Kıtova, derin vadilerle örülmüş Durana deresini tepeden seyreden 1200 rakımında ender düzlüklerimizdendir.
Tarihe ismini Rumlara karşı ilk direniş noktası olarak tanıtmıştır. Bir mirengi noktası olmasının yanında flora ve fauna açısından da ayrıcalıklı bir yere sahiptir. Aynı zamanda tarihi bağlantı yollarının geçiş noktasını oluşturmakta Sula üzerinden Arsin’e geçiş yolu üzerindedir. Geniş bir düzlük içerisinde zifin ve komar çiçeklerinin hakim olduğu guggu otu (salep otu) ligarba’ nın hası ve gusbida çiçekleri ile bezenmiş kendinizi parfüm laboratuarında hissedeceğiniz harika bir mezire alanı.
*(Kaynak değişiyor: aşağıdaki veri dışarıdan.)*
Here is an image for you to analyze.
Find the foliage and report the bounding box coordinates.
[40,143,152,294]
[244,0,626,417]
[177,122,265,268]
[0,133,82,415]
Yine kampım gelmişti, ertelemek tabiatıma aykırı emektar sırt çantam melül melül bana bakıp bırak yakamı artık kendine bir çanta al modundaydı. İlk günün heyecanıyla kıt ova kampı için gerekli olan malzemeyi hazırlamaya başlamıştım. Son zamanlarda alışkanlık edindiğim gibi her kampa bir kitap alışkanlığımı bu kamptada “olasılıksız” Adam Fawer in eserini okumaya karar verdim. Bu kampın en önemli özelliği yıllardır kullandıgım sırt çantamın son kampı olmasıydı. Kamp için gerekli olan çadır, uyku tulumu,mat ve ocak setini çantama doldurdum. Diğer gerekli malzeme ve 2 günlük gıda ihtihacımı karşılayacak malzemeyi alarak sırt çantamı hazırlşadım. Rotamı zaten belirlemiştim. Özdil –Merkezden Durançay mahallesi ve çakaloğlardan Gambozun düz ve Kıtovaya tırmanış ve kamp…
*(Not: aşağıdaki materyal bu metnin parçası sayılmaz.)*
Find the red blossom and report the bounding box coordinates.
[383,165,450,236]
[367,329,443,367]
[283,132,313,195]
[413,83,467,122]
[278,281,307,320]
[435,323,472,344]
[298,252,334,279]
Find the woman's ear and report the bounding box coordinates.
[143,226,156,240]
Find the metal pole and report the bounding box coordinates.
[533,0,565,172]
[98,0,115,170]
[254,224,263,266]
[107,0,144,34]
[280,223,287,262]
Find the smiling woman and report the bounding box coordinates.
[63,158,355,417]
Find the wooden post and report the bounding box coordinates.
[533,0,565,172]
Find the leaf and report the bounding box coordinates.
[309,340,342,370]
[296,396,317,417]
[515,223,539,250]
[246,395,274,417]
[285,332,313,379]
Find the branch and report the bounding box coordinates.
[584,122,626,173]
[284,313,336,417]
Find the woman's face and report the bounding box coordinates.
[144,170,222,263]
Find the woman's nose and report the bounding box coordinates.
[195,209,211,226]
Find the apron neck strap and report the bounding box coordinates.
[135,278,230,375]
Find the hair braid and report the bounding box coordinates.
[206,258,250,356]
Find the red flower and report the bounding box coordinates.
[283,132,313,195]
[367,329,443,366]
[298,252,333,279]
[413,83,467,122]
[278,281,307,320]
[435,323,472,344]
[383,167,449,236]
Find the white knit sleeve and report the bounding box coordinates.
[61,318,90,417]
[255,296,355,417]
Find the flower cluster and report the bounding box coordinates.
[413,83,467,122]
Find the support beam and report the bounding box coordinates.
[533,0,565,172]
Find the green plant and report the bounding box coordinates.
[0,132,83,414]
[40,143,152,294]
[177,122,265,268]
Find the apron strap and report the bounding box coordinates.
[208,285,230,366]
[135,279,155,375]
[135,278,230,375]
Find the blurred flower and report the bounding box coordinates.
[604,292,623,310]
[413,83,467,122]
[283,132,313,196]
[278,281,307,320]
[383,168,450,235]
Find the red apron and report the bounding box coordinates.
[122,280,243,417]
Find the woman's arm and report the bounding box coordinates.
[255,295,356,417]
Sisli bir Özdil sabahıydı….Her zamanki gibi kise (Alakarga) ve Karatavuklar sabah duasına çıkmışlardı (Rahmetli Annemin tabiriyle). Çantamı sırtıma vurdum .Mahalleden merkeze doğru yürümeye başladım. Komşuların garipseyerek bakışları arasında ilerliyordum.Ayazın ırmak her zamanki coşkusuyla akıyordu. Özdil camisinin yanına yaklaştığımı şadırvanın su sesinden anladım. Kahvenin önünden geçerken Sebahattin dayım bağırdı. He deli he …! Gel de bir çay iç sonra devam edersin diye bağırdı. Çayımı içip yola devam ettim. Çakaloğlara varmıştım. Irmaklardan geçerek Gambozun düze vardım. Lahana ve şalgamlar çiçeklerini açmış, domuz arişakları (Yabani siklamen) canlanmaya başlamıştı. Artık mezire evleri görülmeye başlamış yol iyice diklenmiş sırtçantam ağırlaşmıştı.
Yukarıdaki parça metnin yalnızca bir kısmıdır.